Blind Date

In the last summer of the sixties, the world was in upheaval, and so was Steven Ockner. To begin with, he was in love with his best friend’s girl. To make matters worse, through some combination of adolescent tumult and disdain for the college admissions process, he’d been admitted not to any of the schools of his choice but to his fallback, an engineering school in the Bronx. He heard the news in April and had the rest of the spring and summer to get used to it. He drove around a lot, going nowhere fast in his parents’ big Olds wagon, listening to the Psychedelic Stooges growl: “Well, it’s nineteen-sixty-nine OK / All across the U.S.A. / It’s another year for me and you / Another year with nothin’ to do.”

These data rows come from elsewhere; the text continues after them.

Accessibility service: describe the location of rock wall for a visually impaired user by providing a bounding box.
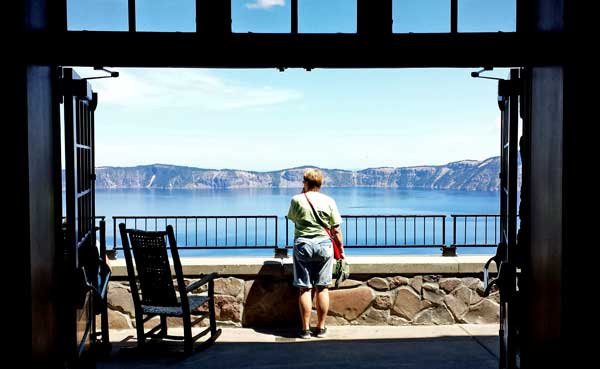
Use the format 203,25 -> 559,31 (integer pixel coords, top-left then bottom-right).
102,275 -> 499,329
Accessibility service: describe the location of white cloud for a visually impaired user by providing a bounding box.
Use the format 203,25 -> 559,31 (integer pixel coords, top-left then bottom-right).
78,69 -> 302,111
246,0 -> 285,9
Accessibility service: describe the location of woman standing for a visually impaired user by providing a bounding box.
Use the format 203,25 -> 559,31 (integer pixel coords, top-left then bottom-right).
288,169 -> 344,339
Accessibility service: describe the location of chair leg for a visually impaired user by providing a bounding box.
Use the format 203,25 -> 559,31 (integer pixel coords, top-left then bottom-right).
208,296 -> 217,336
183,315 -> 194,354
160,315 -> 168,337
135,312 -> 146,349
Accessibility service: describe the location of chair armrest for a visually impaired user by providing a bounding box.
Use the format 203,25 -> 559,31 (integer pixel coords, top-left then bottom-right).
185,273 -> 219,292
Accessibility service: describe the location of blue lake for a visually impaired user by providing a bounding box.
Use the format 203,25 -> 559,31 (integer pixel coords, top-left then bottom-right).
96,188 -> 499,256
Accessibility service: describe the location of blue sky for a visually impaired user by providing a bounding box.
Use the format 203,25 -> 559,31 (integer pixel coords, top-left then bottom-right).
68,0 -> 515,171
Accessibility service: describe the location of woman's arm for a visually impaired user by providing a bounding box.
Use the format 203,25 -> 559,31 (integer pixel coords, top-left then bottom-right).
331,225 -> 345,259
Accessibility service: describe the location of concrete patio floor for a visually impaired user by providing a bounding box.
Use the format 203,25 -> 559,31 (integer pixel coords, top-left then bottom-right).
98,324 -> 498,369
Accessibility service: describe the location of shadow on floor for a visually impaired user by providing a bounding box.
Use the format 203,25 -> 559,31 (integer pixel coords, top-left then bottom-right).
97,330 -> 498,369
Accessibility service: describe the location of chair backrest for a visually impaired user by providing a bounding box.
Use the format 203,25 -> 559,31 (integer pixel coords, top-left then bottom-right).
119,223 -> 183,306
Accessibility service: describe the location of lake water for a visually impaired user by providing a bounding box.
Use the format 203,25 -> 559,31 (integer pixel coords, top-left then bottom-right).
96,188 -> 499,256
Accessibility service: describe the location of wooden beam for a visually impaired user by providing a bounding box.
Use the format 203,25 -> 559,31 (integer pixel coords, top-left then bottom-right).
23,31 -> 569,68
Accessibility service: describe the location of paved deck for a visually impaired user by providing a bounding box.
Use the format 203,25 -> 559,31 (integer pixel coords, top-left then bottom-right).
98,325 -> 498,369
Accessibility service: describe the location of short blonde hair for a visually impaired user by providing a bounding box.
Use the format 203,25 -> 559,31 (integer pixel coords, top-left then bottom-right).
304,168 -> 323,188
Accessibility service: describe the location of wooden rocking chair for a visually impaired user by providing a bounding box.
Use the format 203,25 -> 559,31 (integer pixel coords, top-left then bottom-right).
119,223 -> 221,354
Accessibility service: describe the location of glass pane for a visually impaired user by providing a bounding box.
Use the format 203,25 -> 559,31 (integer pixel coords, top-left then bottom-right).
298,0 -> 356,33
67,0 -> 129,31
458,0 -> 517,32
135,0 -> 196,32
392,0 -> 450,33
231,0 -> 292,33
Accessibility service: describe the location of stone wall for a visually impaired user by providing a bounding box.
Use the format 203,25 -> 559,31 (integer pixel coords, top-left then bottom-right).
103,275 -> 499,329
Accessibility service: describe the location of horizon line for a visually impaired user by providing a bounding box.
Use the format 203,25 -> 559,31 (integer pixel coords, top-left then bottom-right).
92,156 -> 500,173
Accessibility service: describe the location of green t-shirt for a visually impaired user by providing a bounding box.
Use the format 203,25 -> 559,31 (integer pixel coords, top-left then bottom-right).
288,191 -> 342,237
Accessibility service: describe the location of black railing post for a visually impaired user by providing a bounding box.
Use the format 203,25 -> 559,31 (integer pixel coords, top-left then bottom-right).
442,215 -> 446,246
104,217 -> 117,260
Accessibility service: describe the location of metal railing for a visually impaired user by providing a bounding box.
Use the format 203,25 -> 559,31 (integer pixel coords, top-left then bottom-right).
103,214 -> 500,251
285,215 -> 446,248
450,214 -> 500,247
113,215 -> 278,250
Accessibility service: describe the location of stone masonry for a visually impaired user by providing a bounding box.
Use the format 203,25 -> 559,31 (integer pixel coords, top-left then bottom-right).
102,275 -> 499,329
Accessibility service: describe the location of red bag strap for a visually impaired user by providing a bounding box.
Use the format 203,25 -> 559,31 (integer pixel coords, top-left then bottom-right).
304,192 -> 342,260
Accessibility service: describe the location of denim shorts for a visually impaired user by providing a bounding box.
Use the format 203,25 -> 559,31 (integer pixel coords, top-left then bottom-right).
294,237 -> 333,288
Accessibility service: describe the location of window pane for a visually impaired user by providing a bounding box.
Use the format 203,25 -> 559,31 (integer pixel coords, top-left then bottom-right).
67,0 -> 129,31
392,0 -> 450,33
458,0 -> 517,32
298,0 -> 356,33
135,0 -> 196,32
231,0 -> 292,33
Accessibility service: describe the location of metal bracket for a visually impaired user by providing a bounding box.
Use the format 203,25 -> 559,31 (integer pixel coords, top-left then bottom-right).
82,66 -> 119,80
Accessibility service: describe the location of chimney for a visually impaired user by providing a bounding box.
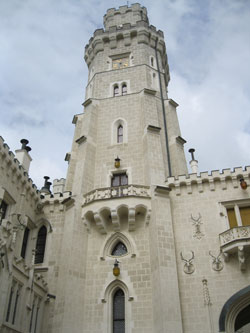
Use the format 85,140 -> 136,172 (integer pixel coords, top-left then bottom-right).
15,139 -> 32,172
41,176 -> 51,194
188,148 -> 198,173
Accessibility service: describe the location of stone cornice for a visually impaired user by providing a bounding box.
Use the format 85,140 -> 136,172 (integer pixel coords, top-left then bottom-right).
166,166 -> 250,195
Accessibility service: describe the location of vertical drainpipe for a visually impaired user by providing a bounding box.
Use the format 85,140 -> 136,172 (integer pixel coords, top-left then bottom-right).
155,37 -> 172,177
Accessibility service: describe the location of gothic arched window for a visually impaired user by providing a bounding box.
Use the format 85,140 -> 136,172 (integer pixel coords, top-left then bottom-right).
35,226 -> 47,264
122,83 -> 128,95
150,57 -> 154,67
114,85 -> 119,97
21,227 -> 30,258
111,242 -> 128,256
113,289 -> 125,333
117,125 -> 123,143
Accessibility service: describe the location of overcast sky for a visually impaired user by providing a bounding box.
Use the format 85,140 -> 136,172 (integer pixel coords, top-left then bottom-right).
0,0 -> 250,187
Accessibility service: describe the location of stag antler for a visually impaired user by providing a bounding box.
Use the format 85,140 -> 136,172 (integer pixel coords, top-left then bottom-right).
191,213 -> 201,223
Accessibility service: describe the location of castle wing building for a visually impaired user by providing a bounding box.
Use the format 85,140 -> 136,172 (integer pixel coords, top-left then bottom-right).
0,4 -> 250,333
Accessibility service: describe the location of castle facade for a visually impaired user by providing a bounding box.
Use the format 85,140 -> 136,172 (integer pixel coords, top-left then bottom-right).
0,4 -> 250,333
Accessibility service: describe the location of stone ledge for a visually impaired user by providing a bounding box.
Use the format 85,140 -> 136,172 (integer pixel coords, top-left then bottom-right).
166,166 -> 250,195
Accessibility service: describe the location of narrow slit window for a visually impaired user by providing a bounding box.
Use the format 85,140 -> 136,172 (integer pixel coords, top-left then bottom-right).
0,201 -> 8,220
35,226 -> 47,264
122,83 -> 128,95
12,288 -> 20,325
117,125 -> 123,143
113,289 -> 125,333
6,286 -> 14,322
114,85 -> 119,97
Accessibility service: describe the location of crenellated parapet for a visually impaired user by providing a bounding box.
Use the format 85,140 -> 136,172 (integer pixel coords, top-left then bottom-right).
0,136 -> 40,201
84,20 -> 166,66
103,3 -> 148,29
166,166 -> 250,195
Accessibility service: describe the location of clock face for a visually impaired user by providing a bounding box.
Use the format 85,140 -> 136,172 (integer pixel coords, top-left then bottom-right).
112,58 -> 128,69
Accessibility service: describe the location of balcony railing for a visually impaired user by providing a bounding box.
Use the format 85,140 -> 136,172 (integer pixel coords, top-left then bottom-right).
220,225 -> 250,246
83,185 -> 150,205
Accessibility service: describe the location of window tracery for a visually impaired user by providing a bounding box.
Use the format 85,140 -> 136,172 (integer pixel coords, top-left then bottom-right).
113,288 -> 125,333
111,241 -> 128,257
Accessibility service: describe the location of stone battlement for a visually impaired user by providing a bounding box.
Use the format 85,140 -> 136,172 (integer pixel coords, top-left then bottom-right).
84,20 -> 166,66
166,166 -> 250,195
103,3 -> 148,29
0,136 -> 40,197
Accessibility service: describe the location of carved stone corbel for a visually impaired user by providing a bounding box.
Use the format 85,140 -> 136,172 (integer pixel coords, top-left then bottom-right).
209,251 -> 224,272
180,251 -> 195,274
238,246 -> 246,271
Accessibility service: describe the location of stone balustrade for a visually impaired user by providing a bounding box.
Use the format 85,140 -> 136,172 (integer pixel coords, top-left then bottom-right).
220,225 -> 250,246
83,185 -> 150,206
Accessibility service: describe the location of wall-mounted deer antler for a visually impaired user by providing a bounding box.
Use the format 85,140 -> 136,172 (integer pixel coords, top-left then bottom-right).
208,251 -> 223,271
190,213 -> 204,239
180,251 -> 195,274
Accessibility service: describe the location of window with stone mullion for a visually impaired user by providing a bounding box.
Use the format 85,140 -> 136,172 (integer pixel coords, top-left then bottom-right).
113,289 -> 125,333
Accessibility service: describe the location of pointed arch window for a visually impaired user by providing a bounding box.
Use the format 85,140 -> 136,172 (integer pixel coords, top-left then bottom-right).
150,57 -> 154,67
113,289 -> 125,333
117,125 -> 123,143
21,227 -> 30,259
122,83 -> 128,95
114,84 -> 119,97
111,242 -> 128,256
35,226 -> 47,264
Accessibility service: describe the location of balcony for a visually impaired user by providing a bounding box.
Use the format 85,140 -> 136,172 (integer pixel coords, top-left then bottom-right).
83,185 -> 150,206
219,225 -> 250,270
82,185 -> 151,234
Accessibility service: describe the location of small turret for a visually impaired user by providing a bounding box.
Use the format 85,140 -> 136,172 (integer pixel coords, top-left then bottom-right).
15,139 -> 32,172
41,176 -> 51,194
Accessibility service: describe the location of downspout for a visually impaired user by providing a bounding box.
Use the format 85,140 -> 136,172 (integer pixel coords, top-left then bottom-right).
155,37 -> 172,177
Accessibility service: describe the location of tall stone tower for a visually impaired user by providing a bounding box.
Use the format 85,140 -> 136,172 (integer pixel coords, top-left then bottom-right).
53,4 -> 187,333
0,4 -> 250,333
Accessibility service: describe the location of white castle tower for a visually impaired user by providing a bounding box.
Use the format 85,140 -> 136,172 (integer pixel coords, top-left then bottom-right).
56,4 -> 187,332
0,4 -> 250,333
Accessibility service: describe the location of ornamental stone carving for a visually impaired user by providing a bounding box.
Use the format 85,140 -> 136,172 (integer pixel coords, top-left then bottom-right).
180,251 -> 195,274
190,213 -> 204,239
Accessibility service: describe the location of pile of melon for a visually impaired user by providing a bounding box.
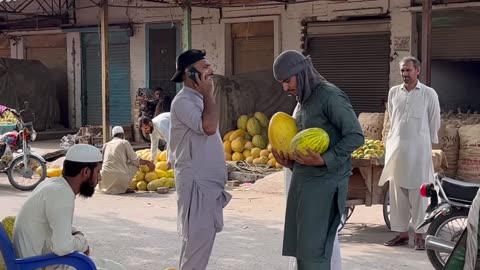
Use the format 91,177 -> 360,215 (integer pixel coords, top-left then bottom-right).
130,149 -> 175,191
223,112 -> 282,168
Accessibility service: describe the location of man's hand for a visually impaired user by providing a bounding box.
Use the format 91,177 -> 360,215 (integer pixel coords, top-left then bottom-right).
293,149 -> 325,167
195,73 -> 213,97
272,148 -> 293,169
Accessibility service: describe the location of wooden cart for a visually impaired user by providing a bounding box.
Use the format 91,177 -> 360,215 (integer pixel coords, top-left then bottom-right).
339,159 -> 390,231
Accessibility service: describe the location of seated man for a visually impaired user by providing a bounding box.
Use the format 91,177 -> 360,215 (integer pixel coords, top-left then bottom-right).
98,126 -> 155,194
138,112 -> 170,165
13,144 -> 102,264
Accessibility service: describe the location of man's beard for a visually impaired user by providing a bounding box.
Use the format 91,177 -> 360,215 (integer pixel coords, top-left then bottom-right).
80,176 -> 95,198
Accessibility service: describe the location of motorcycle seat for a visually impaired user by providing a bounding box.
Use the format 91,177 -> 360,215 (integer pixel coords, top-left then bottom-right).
442,177 -> 480,204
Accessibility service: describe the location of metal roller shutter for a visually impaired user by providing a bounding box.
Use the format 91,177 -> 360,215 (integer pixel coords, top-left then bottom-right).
306,21 -> 390,114
82,32 -> 132,126
232,22 -> 274,75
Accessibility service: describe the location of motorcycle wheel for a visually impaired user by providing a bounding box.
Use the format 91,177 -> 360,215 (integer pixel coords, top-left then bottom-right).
427,208 -> 468,270
7,155 -> 47,191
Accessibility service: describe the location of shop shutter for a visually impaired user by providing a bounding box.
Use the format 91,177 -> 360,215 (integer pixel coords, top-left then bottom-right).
306,21 -> 390,114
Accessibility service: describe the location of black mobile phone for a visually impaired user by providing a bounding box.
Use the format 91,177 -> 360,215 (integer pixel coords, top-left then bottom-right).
188,67 -> 202,84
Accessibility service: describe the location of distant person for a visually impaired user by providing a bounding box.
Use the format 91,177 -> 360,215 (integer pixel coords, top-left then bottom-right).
379,56 -> 441,250
98,126 -> 155,194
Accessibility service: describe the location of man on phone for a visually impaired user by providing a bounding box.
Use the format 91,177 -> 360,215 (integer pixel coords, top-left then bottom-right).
169,50 -> 231,270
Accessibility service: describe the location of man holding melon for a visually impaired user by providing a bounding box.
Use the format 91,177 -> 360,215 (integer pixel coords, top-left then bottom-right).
269,50 -> 364,270
379,57 -> 441,250
169,50 -> 231,270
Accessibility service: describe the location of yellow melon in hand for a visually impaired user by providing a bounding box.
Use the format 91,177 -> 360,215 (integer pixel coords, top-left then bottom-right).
155,170 -> 168,179
155,161 -> 168,171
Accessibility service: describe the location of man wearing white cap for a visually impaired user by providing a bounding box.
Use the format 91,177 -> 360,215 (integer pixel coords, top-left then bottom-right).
98,126 -> 155,194
138,112 -> 170,165
13,144 -> 102,269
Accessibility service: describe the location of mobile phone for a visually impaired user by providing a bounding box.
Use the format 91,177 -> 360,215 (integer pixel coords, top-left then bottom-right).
188,67 -> 202,84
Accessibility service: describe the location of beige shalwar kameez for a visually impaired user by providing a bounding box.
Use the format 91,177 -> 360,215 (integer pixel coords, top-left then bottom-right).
169,87 -> 231,270
98,138 -> 140,194
379,82 -> 440,233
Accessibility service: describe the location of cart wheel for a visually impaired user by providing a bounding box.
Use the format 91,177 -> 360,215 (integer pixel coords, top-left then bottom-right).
383,190 -> 391,230
338,206 -> 355,232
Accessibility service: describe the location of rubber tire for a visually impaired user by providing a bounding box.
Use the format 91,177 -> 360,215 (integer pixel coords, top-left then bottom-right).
383,190 -> 392,230
427,208 -> 468,270
7,155 -> 47,191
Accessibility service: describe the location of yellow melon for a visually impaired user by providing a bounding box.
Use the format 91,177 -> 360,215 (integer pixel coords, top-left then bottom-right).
231,137 -> 245,152
237,115 -> 248,130
232,152 -> 244,161
223,130 -> 235,141
137,181 -> 148,191
251,147 -> 262,158
260,149 -> 270,157
155,161 -> 168,171
223,140 -> 232,154
244,142 -> 255,150
268,112 -> 298,159
229,129 -> 245,142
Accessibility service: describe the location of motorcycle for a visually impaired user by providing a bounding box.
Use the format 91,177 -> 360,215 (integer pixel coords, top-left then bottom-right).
418,173 -> 480,270
0,102 -> 47,191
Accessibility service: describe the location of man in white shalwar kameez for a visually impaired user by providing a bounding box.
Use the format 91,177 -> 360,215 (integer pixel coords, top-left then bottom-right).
13,144 -> 102,270
379,57 -> 441,250
169,50 -> 231,270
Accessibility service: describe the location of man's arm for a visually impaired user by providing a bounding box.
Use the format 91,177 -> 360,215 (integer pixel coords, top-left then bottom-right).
428,89 -> 441,143
123,141 -> 141,167
202,94 -> 218,136
150,132 -> 160,162
322,94 -> 365,169
45,193 -> 88,256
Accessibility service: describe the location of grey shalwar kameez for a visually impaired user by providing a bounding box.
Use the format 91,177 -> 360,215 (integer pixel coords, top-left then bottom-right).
274,51 -> 364,270
169,86 -> 231,270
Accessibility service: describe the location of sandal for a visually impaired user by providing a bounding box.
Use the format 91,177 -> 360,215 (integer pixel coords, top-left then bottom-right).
384,235 -> 408,247
125,188 -> 135,193
413,238 -> 425,250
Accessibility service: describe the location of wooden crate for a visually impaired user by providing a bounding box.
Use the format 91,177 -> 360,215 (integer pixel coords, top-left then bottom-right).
347,159 -> 388,206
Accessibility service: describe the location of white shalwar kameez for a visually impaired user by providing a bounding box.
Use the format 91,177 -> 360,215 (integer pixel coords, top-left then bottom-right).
379,82 -> 441,233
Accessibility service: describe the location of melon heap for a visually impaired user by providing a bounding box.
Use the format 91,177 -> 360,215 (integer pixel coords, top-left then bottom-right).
129,149 -> 175,191
352,140 -> 385,159
290,128 -> 330,155
223,112 -> 282,168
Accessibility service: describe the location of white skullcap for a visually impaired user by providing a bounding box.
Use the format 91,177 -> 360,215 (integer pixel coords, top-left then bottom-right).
112,126 -> 125,137
65,144 -> 103,163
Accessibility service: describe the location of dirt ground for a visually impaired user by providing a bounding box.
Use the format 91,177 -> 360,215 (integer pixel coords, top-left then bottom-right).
0,142 -> 433,270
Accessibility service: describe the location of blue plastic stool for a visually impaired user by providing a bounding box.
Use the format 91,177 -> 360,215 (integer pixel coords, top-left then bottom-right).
0,224 -> 97,270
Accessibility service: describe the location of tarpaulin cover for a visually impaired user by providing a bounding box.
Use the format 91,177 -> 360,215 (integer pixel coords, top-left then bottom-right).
0,58 -> 60,131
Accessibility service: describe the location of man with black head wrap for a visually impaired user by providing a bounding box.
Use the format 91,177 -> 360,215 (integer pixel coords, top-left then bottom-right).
272,51 -> 364,270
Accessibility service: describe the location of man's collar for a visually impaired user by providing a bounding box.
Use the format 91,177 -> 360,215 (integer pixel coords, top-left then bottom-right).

The astronauts landed on the moon that July; Steven worked in Borgenicht’s, the local ice-cream store. In some crucial way, his life seemed over. In September he would be reporting not to Cambridge or New Haven or Morningside Heights, but to the unthinkable vicinity of University Heights, near Jerome Avenue. It seemed best not even to discuss this with anybody. Instead he wrote in his notebook: acid little sketches about his high school classmates, and long poems, poems that rhymed and scanned relentlessly.

Lark was his muse. She had dyed and ironed blond hair, sad eyes behind black harlequin glasses, long legs, and ample, unimaginably thrilling, breasts. Philip, his best friend since fifth grade, was short, dark eyed, big headed, and—so it seemed at the time—compellingly brilliant. Steven and Philip had always competed in everything, and the competition was simple: Philip always won. That he had won Lark practically as soon as they entered high school, when he and Steven were barely out of the Boy Scouts, made perfect sense. Philip and Lark had been an item since sophomore year; they might as well have been married. Yet Steven was a crucial part of their relationship. Philip and Lark’s ease with each other encompassed and even required him—he reflected and enhanced each of them separately, and both of them together. If Philip was the sun and Lark the earth, Steven was the moon.